In the Book of Job, this is the solution to the problem of Evil: it’s not so much that God is great and God is good, but that God is God and we are not.  Frederick Buechner puts it like this: “While Job’s friends offer an assortment of theological explanations for his suffering, God doesn’t offer one.  God doesn’t explain.  He explodes….  Maybe the reason God doesn’t explain to Job why terrible things happen is that he know what Job needs isn’t an explanation.  Suppose that God did explain.  Suppose that God were to say to Job that the reason the cattle were stolen, the crops ruined, and the children killed was thus and so, spelling everything out right down to and including the case of boils.  Job would have his explanation.

“And then what?

“Understanding in terms of the divine economy why his children had to die, Job would still have to face their empty chairs at breakfast every morning.  Carrying in his pocket straight from the horse’s mouth a complete theological justification of his boils, he would still have to scratch and burn.  God doesn’t reveal his grand design.  He reveals himself.  He doesn’t show why things are as they are.  He shows his face.”  And Job says, “I had heard of thee by the hearing of the ear, but now my eyes see thee.”  Even covered with sores and ashes, he looks oddly like a man who has asked for a crust and been given the whole loaf.  At least for the moment.”[iv]

When people come to me with questions about God that I don’t feel competent to answer I sometimes say, “Write it down on a piece of paper, stick it in your pocket, and hope that when you go to heaven you’re wearing those pants.”  But don’t you think that most of our questions about God, as well as most of our complaints, would appear ridiculous in his presence?  Don’t you think we would stand there, holding that little slip of paper in our trembling hands, and realize that none of those things mattered anymore?  That’s what I think the whole world needs sometimes—a good, strong dose of God’s glorious presence, the kind that makes your knees knock together and your mouth go dry, the kind that makes you whisper, “My Lord and my God!” 

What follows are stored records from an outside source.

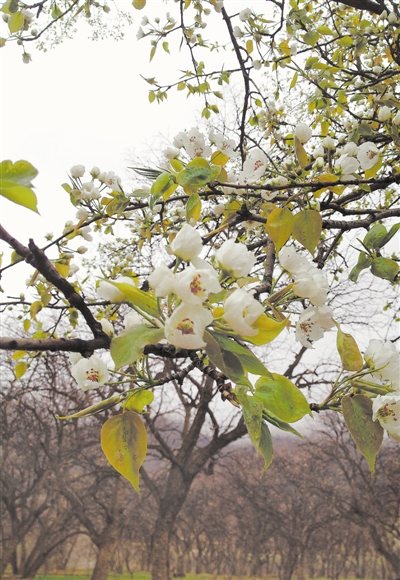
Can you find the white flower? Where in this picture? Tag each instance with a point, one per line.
(328, 143)
(245, 14)
(292, 261)
(226, 146)
(312, 323)
(186, 326)
(254, 166)
(368, 155)
(162, 280)
(107, 326)
(346, 164)
(350, 148)
(109, 292)
(386, 409)
(133, 319)
(171, 152)
(303, 132)
(380, 354)
(77, 171)
(193, 286)
(235, 259)
(187, 244)
(241, 310)
(90, 373)
(384, 113)
(110, 179)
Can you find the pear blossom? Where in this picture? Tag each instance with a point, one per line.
(386, 410)
(133, 319)
(303, 132)
(187, 244)
(346, 165)
(162, 280)
(312, 324)
(350, 148)
(185, 328)
(77, 171)
(245, 14)
(241, 310)
(109, 292)
(380, 354)
(235, 259)
(193, 286)
(328, 143)
(384, 113)
(107, 326)
(90, 373)
(254, 166)
(368, 155)
(226, 146)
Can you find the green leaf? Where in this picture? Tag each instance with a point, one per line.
(280, 226)
(138, 399)
(385, 268)
(16, 22)
(367, 434)
(15, 183)
(282, 398)
(307, 228)
(249, 361)
(311, 38)
(301, 154)
(128, 346)
(375, 237)
(364, 261)
(196, 174)
(349, 352)
(143, 300)
(393, 230)
(124, 443)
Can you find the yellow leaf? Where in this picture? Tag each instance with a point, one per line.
(139, 4)
(307, 228)
(124, 443)
(20, 369)
(301, 154)
(279, 226)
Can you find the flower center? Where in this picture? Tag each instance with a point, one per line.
(386, 413)
(186, 326)
(195, 285)
(93, 375)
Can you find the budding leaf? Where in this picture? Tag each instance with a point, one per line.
(124, 443)
(349, 352)
(367, 434)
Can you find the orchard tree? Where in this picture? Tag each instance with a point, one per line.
(242, 231)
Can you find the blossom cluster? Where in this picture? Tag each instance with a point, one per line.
(309, 283)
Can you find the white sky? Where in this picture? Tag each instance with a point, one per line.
(84, 102)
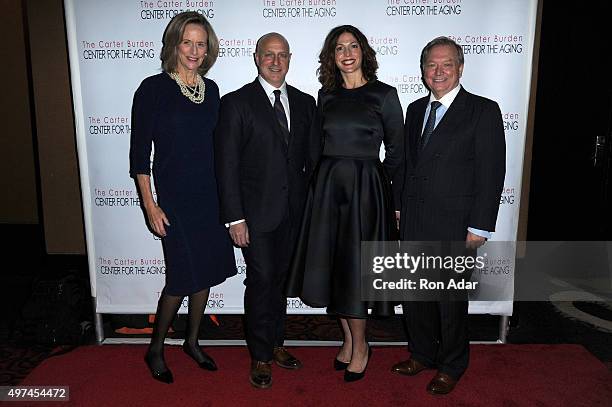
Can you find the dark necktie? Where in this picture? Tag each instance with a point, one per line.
(429, 126)
(281, 115)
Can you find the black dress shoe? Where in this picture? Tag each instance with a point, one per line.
(338, 365)
(161, 376)
(354, 376)
(261, 374)
(285, 359)
(207, 363)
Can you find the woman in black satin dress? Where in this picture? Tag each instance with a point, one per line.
(350, 198)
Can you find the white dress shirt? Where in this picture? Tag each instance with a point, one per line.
(446, 101)
(269, 89)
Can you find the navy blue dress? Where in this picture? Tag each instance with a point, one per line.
(197, 248)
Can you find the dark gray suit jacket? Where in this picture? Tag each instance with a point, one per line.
(259, 177)
(456, 181)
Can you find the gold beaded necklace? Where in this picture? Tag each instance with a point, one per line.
(194, 93)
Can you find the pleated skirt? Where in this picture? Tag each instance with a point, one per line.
(349, 201)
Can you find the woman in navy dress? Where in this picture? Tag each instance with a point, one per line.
(350, 198)
(176, 111)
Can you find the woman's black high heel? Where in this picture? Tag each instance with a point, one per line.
(353, 376)
(164, 377)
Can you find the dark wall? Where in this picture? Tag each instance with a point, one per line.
(17, 168)
(570, 191)
(39, 170)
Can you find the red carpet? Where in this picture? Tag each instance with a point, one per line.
(499, 375)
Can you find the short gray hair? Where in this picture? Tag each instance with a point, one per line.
(441, 41)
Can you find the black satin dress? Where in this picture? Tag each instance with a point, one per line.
(349, 198)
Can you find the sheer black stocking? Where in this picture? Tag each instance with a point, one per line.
(167, 307)
(197, 303)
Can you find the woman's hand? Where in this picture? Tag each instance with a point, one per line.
(157, 220)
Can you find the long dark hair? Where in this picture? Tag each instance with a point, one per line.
(329, 74)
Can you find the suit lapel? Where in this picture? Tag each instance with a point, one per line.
(442, 134)
(266, 108)
(416, 127)
(293, 111)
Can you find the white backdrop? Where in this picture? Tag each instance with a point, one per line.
(115, 44)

Maybe that’s why I like to go backpacking, because there are times when you have just that kind of experience.  You spend three hours huffing and puffing to the top of a high mountain just to see the whole world spread out beneath you when you get there.  If you had any breath left the view would take it away. Or you come around a bend in the trail to witness a huge waterfall tumbling off a cliff, thundering into a pool below, deafening you with its roar.  Or you lie in your sleeping bag on the desert floor, looking up at a sky full of stars that make you wonder along with the Psalmist, “What is man that thou art mindful of him?”  Sometimes, in those moments, Chuck, my backpacking partner, will say, “Remember, Jim: there is no God.”  And what he means of course is just the opposite.  He means that it would be impossible to look on something like that and not believe in God.  Impossible for him, anyway.  Impossible for me.  But not, apparently, impossible for everyone.  I wish some of those people could have been with us the night Chuck and I camped out in the Cranberry Backcountry in West Virginia, when we strung our hammocks under the trees and stretched a clear, plastic tarp above us just before a storm rolled in.  We lay in those hammocks trembling with fear as lightning exploded around us, as thunder cracked and boomed. 

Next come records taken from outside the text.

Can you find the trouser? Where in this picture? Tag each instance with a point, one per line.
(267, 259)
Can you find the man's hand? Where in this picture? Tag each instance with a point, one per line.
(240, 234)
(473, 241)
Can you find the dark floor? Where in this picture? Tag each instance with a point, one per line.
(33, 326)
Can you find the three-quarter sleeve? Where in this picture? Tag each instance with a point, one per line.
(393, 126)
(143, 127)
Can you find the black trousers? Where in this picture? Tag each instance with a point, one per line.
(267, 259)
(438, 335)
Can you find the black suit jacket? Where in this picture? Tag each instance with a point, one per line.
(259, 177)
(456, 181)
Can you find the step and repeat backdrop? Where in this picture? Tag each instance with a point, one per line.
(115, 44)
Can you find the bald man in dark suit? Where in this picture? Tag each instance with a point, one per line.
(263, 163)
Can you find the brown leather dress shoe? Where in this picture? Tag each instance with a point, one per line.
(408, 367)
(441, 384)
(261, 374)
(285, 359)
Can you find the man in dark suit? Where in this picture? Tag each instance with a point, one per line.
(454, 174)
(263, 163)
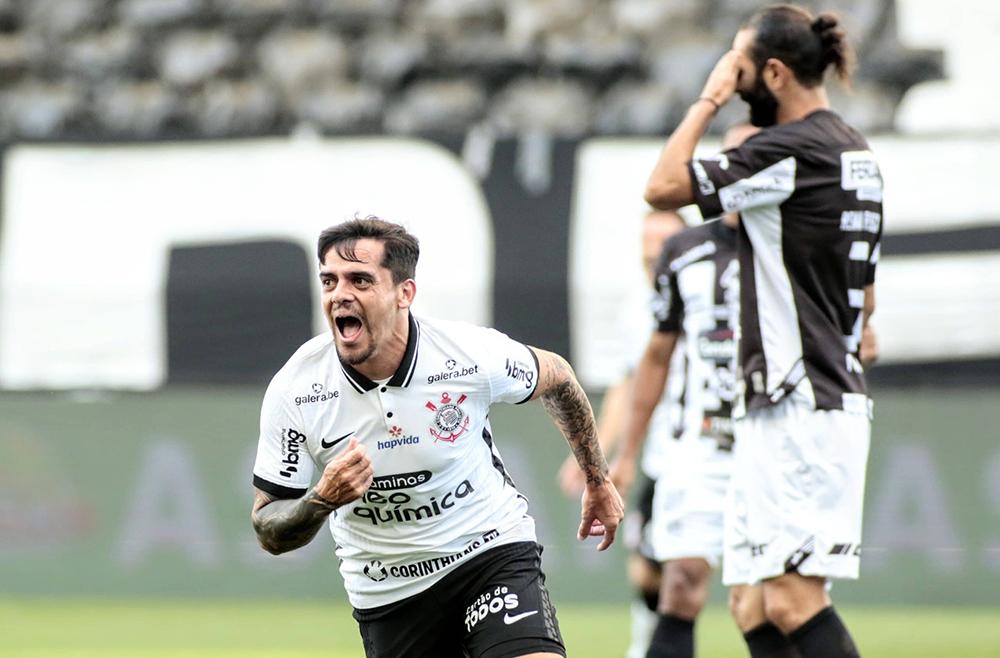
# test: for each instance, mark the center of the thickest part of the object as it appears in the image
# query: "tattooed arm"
(568, 406)
(284, 525)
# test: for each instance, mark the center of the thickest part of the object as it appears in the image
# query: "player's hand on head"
(348, 476)
(571, 479)
(602, 513)
(721, 83)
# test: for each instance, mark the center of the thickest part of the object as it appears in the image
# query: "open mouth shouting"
(349, 327)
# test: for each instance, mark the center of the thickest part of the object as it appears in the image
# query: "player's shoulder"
(688, 246)
(823, 130)
(305, 362)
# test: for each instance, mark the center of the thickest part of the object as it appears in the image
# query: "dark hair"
(401, 249)
(804, 44)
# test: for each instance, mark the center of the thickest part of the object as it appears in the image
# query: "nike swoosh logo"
(330, 444)
(507, 619)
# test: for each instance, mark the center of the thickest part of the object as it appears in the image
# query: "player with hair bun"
(808, 191)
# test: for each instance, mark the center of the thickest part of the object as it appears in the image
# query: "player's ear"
(405, 292)
(775, 74)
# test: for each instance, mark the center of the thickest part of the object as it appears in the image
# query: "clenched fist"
(346, 478)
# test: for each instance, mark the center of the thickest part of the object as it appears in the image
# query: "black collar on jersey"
(403, 374)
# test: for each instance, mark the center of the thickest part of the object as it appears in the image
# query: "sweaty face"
(359, 300)
(751, 87)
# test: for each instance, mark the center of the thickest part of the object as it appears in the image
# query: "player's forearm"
(669, 185)
(567, 404)
(284, 525)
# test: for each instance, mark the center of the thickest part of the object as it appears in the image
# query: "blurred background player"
(698, 283)
(643, 568)
(809, 194)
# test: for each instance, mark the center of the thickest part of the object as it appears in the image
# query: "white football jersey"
(440, 492)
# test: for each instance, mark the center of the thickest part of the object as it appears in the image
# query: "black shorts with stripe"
(493, 606)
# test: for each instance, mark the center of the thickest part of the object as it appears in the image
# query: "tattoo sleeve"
(284, 525)
(567, 405)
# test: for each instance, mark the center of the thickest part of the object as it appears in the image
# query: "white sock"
(643, 625)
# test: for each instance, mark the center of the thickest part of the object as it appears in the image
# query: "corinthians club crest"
(450, 422)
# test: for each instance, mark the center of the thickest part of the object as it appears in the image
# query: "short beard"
(358, 358)
(763, 105)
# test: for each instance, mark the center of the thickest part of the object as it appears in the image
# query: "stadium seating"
(140, 69)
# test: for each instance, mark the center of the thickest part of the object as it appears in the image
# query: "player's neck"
(802, 102)
(385, 362)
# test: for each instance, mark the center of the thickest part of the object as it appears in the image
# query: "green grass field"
(211, 629)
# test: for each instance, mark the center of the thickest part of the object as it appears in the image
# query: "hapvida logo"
(397, 439)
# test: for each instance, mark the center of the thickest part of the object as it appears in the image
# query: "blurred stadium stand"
(141, 69)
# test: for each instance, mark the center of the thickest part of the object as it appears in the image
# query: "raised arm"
(283, 525)
(567, 404)
(669, 185)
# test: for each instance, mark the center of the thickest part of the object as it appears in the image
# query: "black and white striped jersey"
(697, 278)
(809, 194)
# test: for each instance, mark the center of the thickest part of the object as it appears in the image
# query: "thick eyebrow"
(361, 274)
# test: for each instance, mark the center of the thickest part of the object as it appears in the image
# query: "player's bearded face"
(763, 104)
(359, 310)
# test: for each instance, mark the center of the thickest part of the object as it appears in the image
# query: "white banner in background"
(87, 232)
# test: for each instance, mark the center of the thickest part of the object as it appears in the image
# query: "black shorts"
(493, 606)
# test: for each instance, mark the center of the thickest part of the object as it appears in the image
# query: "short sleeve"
(757, 173)
(512, 367)
(668, 305)
(283, 467)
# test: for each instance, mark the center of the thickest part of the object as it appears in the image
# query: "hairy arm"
(610, 425)
(567, 404)
(650, 380)
(669, 185)
(284, 525)
(869, 341)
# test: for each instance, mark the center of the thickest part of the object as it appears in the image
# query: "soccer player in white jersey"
(435, 543)
(809, 194)
(697, 280)
(643, 567)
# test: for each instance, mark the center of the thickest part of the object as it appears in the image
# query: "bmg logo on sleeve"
(520, 372)
(291, 448)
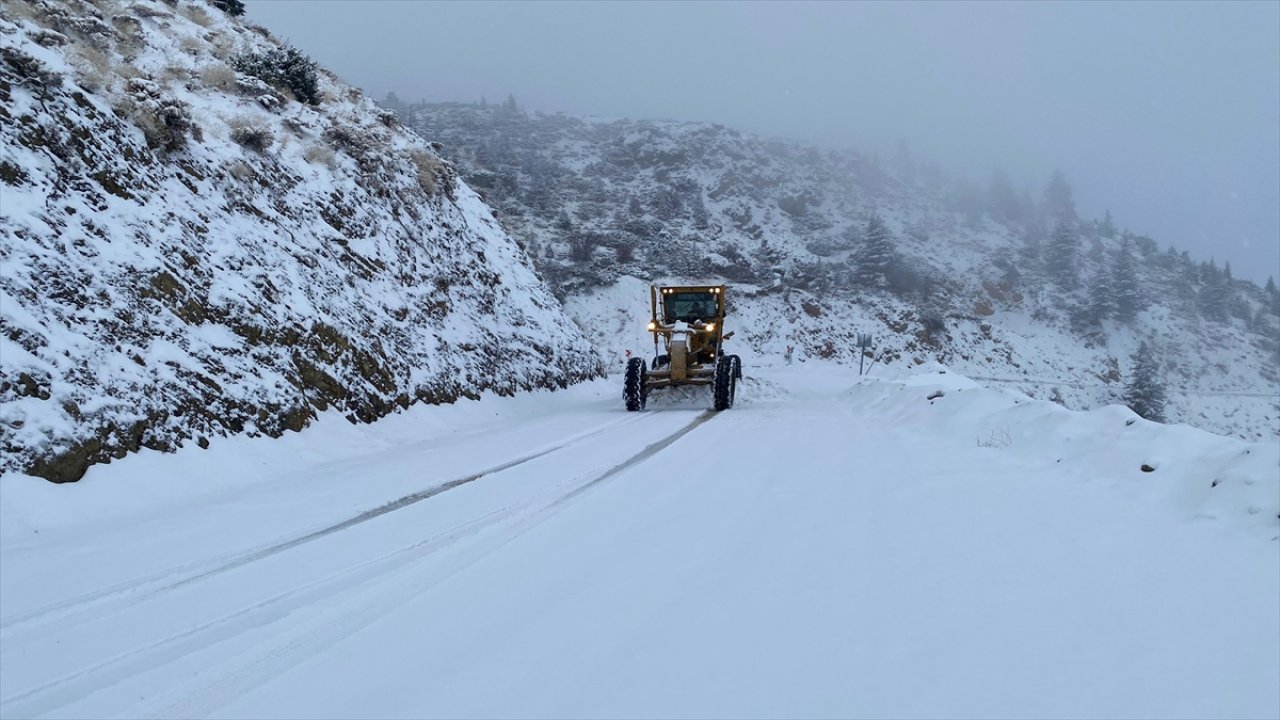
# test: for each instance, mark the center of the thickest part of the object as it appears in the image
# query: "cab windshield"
(689, 306)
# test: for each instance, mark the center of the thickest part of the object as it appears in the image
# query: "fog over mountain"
(1165, 114)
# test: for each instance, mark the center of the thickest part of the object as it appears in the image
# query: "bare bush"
(996, 438)
(251, 132)
(319, 155)
(149, 12)
(219, 76)
(241, 171)
(165, 122)
(429, 167)
(196, 14)
(96, 71)
(192, 45)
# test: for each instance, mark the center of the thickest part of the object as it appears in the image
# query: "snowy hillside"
(904, 546)
(968, 277)
(201, 235)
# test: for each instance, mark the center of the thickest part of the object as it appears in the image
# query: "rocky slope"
(604, 208)
(201, 233)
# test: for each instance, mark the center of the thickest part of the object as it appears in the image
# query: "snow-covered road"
(826, 548)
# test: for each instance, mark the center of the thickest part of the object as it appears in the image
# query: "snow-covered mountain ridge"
(604, 208)
(201, 233)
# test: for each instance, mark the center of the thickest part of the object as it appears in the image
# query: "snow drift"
(190, 250)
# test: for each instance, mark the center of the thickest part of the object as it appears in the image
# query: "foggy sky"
(1166, 114)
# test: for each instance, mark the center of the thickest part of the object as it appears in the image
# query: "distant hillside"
(1001, 283)
(202, 233)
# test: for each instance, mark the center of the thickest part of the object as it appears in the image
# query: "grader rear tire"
(632, 386)
(726, 382)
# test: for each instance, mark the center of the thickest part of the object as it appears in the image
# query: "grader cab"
(688, 329)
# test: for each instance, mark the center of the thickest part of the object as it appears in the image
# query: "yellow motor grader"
(688, 329)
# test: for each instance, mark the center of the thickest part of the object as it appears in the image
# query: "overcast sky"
(1165, 113)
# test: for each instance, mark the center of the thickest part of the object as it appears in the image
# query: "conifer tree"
(1212, 294)
(1059, 203)
(1060, 255)
(1124, 283)
(1144, 393)
(876, 254)
(1107, 228)
(1101, 299)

We thought we were going to die. 

If God had asked us in that moment, “Now what was that little thing you wanted to know?  That tiny, troubling question you wanted to ask?” we would have said, “Forgive us, Lord.  We had heard of you with our ears, but now our eyes have seen you, therefore we will be quiet, comforted that we are dust.”

For the moment, at least, we would have gotten all the answer we needed. 

Jim Somerville, 2012


[i] From the introduction to the Book of Job in the HarperCollins Study Bible.

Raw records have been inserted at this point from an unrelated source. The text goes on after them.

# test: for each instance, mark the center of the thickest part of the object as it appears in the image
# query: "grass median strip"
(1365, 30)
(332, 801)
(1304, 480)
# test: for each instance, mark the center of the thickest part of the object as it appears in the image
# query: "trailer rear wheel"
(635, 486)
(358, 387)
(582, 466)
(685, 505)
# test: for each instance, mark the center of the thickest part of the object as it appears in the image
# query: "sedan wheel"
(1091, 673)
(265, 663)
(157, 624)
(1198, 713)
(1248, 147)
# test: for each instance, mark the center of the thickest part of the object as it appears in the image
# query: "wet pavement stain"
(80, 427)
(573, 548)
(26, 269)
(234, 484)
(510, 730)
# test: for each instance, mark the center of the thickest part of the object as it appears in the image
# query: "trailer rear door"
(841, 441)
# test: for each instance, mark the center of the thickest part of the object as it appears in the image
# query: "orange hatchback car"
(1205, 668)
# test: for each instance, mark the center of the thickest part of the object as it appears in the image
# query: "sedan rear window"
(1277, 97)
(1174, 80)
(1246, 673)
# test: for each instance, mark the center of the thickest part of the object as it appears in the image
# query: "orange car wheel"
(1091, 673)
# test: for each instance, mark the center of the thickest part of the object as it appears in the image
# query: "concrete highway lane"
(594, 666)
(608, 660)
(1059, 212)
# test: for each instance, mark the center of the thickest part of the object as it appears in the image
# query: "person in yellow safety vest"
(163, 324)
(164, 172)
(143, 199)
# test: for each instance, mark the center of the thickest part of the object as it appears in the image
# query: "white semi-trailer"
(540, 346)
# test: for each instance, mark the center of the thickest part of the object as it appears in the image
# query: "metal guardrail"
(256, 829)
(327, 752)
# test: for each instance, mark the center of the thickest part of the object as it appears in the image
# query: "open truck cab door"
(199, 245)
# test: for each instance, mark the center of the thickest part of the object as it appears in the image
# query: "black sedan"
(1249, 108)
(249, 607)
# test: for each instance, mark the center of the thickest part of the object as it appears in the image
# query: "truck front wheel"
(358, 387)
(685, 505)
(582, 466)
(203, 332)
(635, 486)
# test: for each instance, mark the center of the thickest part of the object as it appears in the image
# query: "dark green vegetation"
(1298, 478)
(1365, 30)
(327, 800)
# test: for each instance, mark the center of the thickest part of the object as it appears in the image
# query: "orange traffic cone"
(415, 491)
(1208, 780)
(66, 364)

[ii] According to New Testament scholar Marcus Borg in The Heart of Christianity (HarperSanFrancisco, 2003), pp. 61-62.

[iii] The Book of Job, translated and with an introduction by Stephen Mitchell (New York: HarperCollins, 1979).  Thanks to the Rev. Justin Joplin for this loan from his theological library.

[iv] Frederick Buechner, Wishful Thinking (HarperSanFrancisco, 1973, 1993), pp. 56-57.